La pandémie de SIDA (syndrome d’immunodéficience acquise) qui a frappé le monde a, de façon foudroyante, éveillé les humains à un danger: celui de contracter une maladie infectieuse par l’intermédiaire du sang. Des millions de personnes en sont atteintes. Ce syndrome se répand sans que l’on puisse enrayer sa progression. Quant à son taux de mortalité, il est virtuellement de 100 %.
Le SIDA est provoqué par le virus de l’immunodéficience humaine (VIH), qui peut se propager par voie sanguine. On a découvert ce fléau des temps modernes en 1981. Dès l’année suivante, les spécialistes de la santé en sont venus à penser que le virus pouvait se transmettre par l’intermédiaire des produits sanguins. On reconnaît aujourd’hui que l’industrie du sang a été lente à réagir, même après que l’on eut mis au point des tests de détection des anticorps du VIH dans le sang. Ce n’est qu’en 1985 que l’on a commencé à analyser le sang prélevéa, sans toutefois étendre la mesure aux produits sanguins déjà en stock.

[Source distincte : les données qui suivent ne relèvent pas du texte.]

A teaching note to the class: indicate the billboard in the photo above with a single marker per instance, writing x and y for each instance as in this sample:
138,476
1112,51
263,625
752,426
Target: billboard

Par la suite, on a dit au public d’un ton rassurant: ‘Les réserves de sang ne présentent maintenant aucun danger.’ Après cela, cependant, on a dévoilé l’existence d’une dangereuse “période de latence”. C’est-à-dire qu’entre le moment où une personne est contaminée et le moment où elle produit des anticorps détectables, des mois peuvent s’écouler. Il est possible que, ne sachant pas qu’elle abrite le virus, cette personne séronégative donne son sang. Voilà une chose qui se produit. Et c’est ainsi que des gens contractent le SIDA après avoir reçu un tel sang.
Avec le temps, la situation s’est encore aggravée. The New England Journal of Medicine (1er juin 1989) s’est mis à parler de “contaminations inapparentes par le VIH”. On a établi que des gens pouvaient être porteurs du virus du SIDA pendant des années sans que cela puisse être détecté par les tests indirects pratiqués de nos jours. Certains voudraient minimiser le fait et parlent de cas plutôt rares; toutefois, ces cas prouvent “que le risque de transmettre le SIDA par l’intermédiaire du sang et de ses composants ne peut être entièrement éliminé”. (Patient Care, 30 novembre 1989). La conclusion que l’on en tire est inquiétante: un test négatif ne garantit pas qu’une personne n’a pas le virus. Combien vont encore contracter le SIDA par voie sanguine?
D’AUTRES RISQUES...
Lorsque, dans une affaire d’importance, les premiers éléments de l’enquête sont révélés, ceux-ci ne constituent souvent que la partie émergée de l’iceberg. Il en va de même avec le sang et les risques encore inconnus qu’il fait encourir.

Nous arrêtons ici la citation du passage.